Gabon: Les partis politiques appellent à la revitalisation du CND

Les membres du CND interpellent Ali Bongo Ondimba © GMT

Ce mardi 5 février 2019, les responsables des partis politiques de la majorité et de l’opposition siégeant au sein Conseil national de la démocratie (CND) ont effectué une déclaration au Bas de Gue Gue dans le 1er arrondissement de la commune de Libreville. Lors de cette communication, le parte-porte de circonstance des 53 formations politiques affiliées à cette institution, Joachim Mbatchi a appelé à la revitalisation de l’institution présidée par Séraphin Ndaot.

Au cours de sa communication, Joachim Mbatchi est revenu sur les objectifs assignés au CND lors de sa création. « Cette institution, née des Accords de Paris au même titre que la Commission nationale électorale (CNE) en 1994, visait à s’établir comme un des moyens structurels de promotion et de régulation de la démocratie renaissante au Gabon », a-t-il déclaré.

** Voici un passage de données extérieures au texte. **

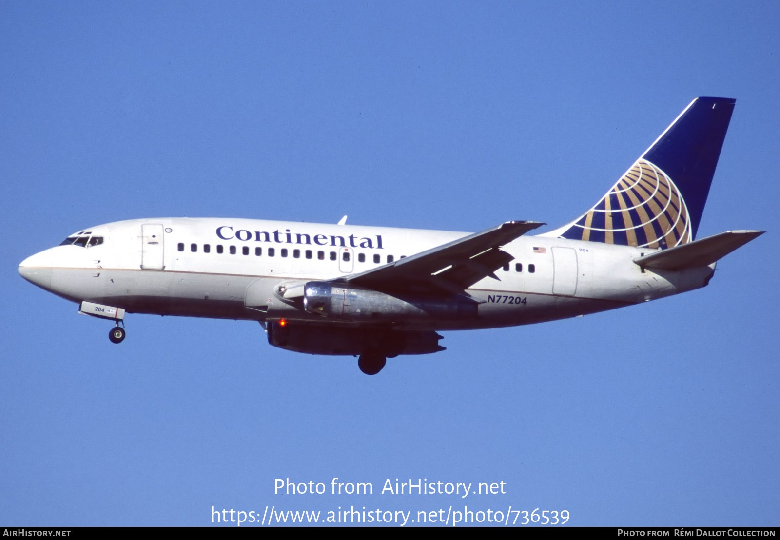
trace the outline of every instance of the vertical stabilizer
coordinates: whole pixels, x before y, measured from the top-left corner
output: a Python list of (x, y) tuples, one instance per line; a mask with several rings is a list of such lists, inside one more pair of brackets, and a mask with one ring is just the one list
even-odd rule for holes
[(595, 206), (544, 236), (661, 249), (693, 240), (736, 101), (694, 99)]

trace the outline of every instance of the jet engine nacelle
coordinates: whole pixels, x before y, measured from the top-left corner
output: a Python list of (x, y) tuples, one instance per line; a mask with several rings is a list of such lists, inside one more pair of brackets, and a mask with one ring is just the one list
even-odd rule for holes
[(466, 298), (394, 297), (370, 289), (310, 281), (303, 288), (303, 309), (328, 318), (349, 321), (477, 318), (477, 302)]
[(358, 355), (370, 350), (388, 357), (428, 354), (445, 350), (438, 344), (441, 339), (433, 331), (393, 331), (281, 321), (268, 325), (268, 343), (309, 354)]

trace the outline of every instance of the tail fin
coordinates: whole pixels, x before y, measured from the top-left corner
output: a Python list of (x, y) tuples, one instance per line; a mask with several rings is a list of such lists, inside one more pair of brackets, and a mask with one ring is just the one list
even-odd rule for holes
[(595, 206), (544, 236), (661, 249), (693, 240), (736, 101), (694, 99)]

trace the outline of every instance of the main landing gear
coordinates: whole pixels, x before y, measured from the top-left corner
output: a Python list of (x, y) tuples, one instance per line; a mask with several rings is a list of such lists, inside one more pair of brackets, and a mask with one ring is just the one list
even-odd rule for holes
[(386, 363), (387, 358), (377, 350), (367, 351), (357, 359), (357, 367), (367, 375), (377, 375), (382, 371)]
[[(111, 332), (108, 332), (108, 339), (111, 339), (111, 343), (121, 343), (125, 339), (125, 329), (119, 326), (119, 323), (117, 322), (116, 326), (112, 328)], [(381, 368), (380, 368), (380, 369)]]

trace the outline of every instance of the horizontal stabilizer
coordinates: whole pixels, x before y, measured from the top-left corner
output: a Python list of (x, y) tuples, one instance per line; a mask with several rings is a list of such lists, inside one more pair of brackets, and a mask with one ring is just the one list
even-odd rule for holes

Le collectif des 53 partis politiques a par la suite dénoncé la  situation de crise que traverse l’institution qui lors du dialogue politique d’Angondjé avait reçu des attributions en matières juridictionnelle et de médiation. « Depuis bientôt deux ans, le Conseil national de la démocratie est en proie à une crise qui l’enferme dans un dysfonctionnement notoire, caractérisé par la non tenue de sessions plénières, officiellement faute de dotation budgétaire devant lui permettre de jouer pleinement son rôle d’organe régulateur de la démocratie et de règlement des tensions politiques», a indiqué Joachim Mbatchi.

Face à ces dysfonctionnements, l’ensemble des partis politiques signataires de ladite déclaration a, par la voix de son porte-parole, sollicité et interpellé le président de la République Ali Bongo Ondimba, « afin d’instruire le gouvernement de bien vouloir prendre toutes les mesures nécessaires à la revitalisation du Conseil national de la démocratie, temple du débat politique par excellence et par voie de conséquence, institution politique para-parlementaire de premier ordre, dont le rôle salutaire n’est plus à démonter ».